Вновь почувствовав себя салагой, Лобанов зашагал в заданном направлении и уже на полпути вдруг понял, почему весь этот день так жаждал увидеть своего научного руководителя (все же жаждал, хоть и бегал от него по подсобкам и палатам) - потому что он единственный, кто вел себя с ним адекватно, без соплей и сюсюканья. Как с нормальным или даже правильнее сказать - со здоровым. Вот и профит, как говорится, пошел. Андрей Евгеньевич очень сильно старается, что-то изображает, даже в чем-то себя ломает - и все ради Семена, его хорошего самочувствия и душевного равновесия. Похоже, рассыпавшийся этим днем замок спокойствия, постепенно приобретает прежние очертания. И, в конце концов, не будет же Быков лезть к нему целоваться прямо здесь в больнице! Он же не совсем чокнутый.

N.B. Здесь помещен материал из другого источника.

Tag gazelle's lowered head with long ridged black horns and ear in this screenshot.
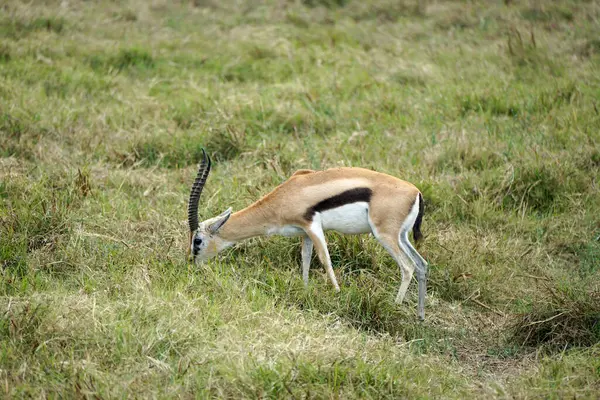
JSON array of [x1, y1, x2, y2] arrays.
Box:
[[188, 149, 231, 262]]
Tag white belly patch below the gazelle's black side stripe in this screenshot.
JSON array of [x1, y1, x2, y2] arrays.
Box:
[[318, 202, 371, 234]]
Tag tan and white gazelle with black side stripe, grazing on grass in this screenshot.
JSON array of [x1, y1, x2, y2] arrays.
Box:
[[188, 150, 427, 319]]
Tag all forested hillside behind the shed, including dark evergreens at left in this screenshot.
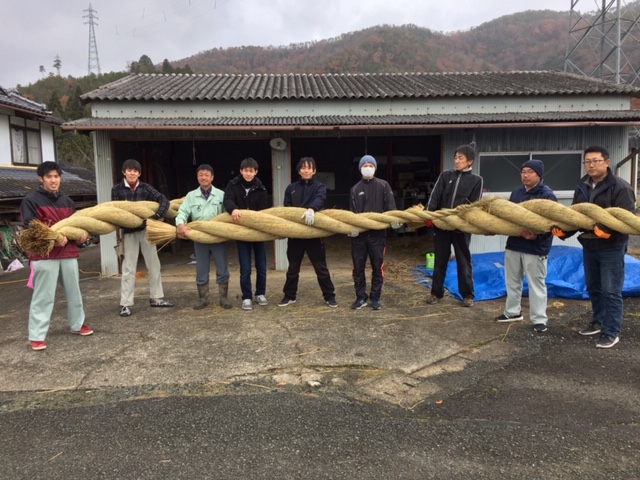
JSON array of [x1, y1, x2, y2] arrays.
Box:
[[13, 4, 640, 164]]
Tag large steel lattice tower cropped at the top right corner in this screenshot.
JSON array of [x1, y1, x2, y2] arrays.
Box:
[[564, 0, 640, 86]]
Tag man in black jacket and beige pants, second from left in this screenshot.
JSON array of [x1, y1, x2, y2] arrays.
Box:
[[111, 159, 173, 317]]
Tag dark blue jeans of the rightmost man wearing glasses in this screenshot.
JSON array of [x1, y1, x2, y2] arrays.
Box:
[[582, 243, 627, 337]]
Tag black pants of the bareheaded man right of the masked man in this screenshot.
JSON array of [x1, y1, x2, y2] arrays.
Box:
[[431, 228, 474, 298]]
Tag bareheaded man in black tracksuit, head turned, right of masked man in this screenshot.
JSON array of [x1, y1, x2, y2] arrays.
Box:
[[426, 145, 482, 307]]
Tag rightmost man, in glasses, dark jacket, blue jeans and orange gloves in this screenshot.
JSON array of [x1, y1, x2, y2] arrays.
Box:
[[552, 146, 636, 348]]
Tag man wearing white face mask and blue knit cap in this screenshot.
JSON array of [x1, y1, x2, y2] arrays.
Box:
[[350, 155, 401, 310]]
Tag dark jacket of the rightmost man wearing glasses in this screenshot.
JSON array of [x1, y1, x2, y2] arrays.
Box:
[[572, 168, 636, 250]]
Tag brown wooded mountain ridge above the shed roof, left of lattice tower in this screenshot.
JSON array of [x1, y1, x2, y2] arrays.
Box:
[[172, 10, 569, 74]]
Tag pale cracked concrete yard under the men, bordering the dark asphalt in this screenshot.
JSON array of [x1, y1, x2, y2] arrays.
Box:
[[0, 237, 584, 408]]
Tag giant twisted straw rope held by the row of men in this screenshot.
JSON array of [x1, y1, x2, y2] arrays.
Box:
[[20, 197, 640, 253]]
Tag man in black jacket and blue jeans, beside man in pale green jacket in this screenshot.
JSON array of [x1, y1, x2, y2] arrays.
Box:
[[222, 158, 268, 310]]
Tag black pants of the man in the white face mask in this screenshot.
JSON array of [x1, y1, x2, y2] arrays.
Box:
[[351, 236, 387, 300]]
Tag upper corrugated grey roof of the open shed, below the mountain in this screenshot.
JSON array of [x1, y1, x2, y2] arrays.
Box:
[[82, 71, 640, 102]]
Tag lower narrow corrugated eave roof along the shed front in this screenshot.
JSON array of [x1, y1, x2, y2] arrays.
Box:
[[62, 110, 640, 130]]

- Тяжелых больных в отделении не много, так что ночь не должна быть напряженной, - сказал врач, заходя за Семой в ординаторскую, - возможно даже удастся поспать.
- Эм... Возможно...
- Что тебя так смутило?
- Да, нет, просто... Не привычно как-то с вами вот так разговаривать... по-простому, без стеба и криков... Здесь в больнице.
- Я думаю, нам теперь нет смысла собачиться, будучи наедине, по крайней мере.
- Не знаю... Есть ли вообще во всем этом смысл?
- Смысл есть всегда, просто иногда, Сема, мы слишком поздно о нем узнаем, постфактум, так сказать. Чай будешь?
- Давайте...
- А пока закипает вода, - Быков включил электрочайник, подошел к двери и повернул ключ - давай-ка произведем небольшой осмотр.
- В смысле?
- В смысле, я хочу осмотреть твои раны... Везде. Ты же проверял сегодня головной мозг, да? И кровь сдавал, а терапевту так и не показался.
- Особо и нечего показывать. Ребра почти не болят, гематомы не сошли, но уже не так заметны... Что еще?
- Лобанов, давай ты не будешь ломать комедию. Представь, что я твой лечащий врач. Представил? Теперь снимай штаны.
Услышав это, Семен понял две вещи: все те замки, которые он так трепетно строил в своих мыслях, развалились к чертовой бабушке не просто на осколки, а на мелкую, блестящую пыль; и еще: с "не совсем чокнутым" он погорячился, как, впрочем, и Быков со своим "ночь не должна быть напряженной"...
-----------------------------------------------------------------
1*. Инсинуация — преднамеренное сообщение отрицательных сведений (или даже измышление, клевета), имеющее целью опорочить кого-либо.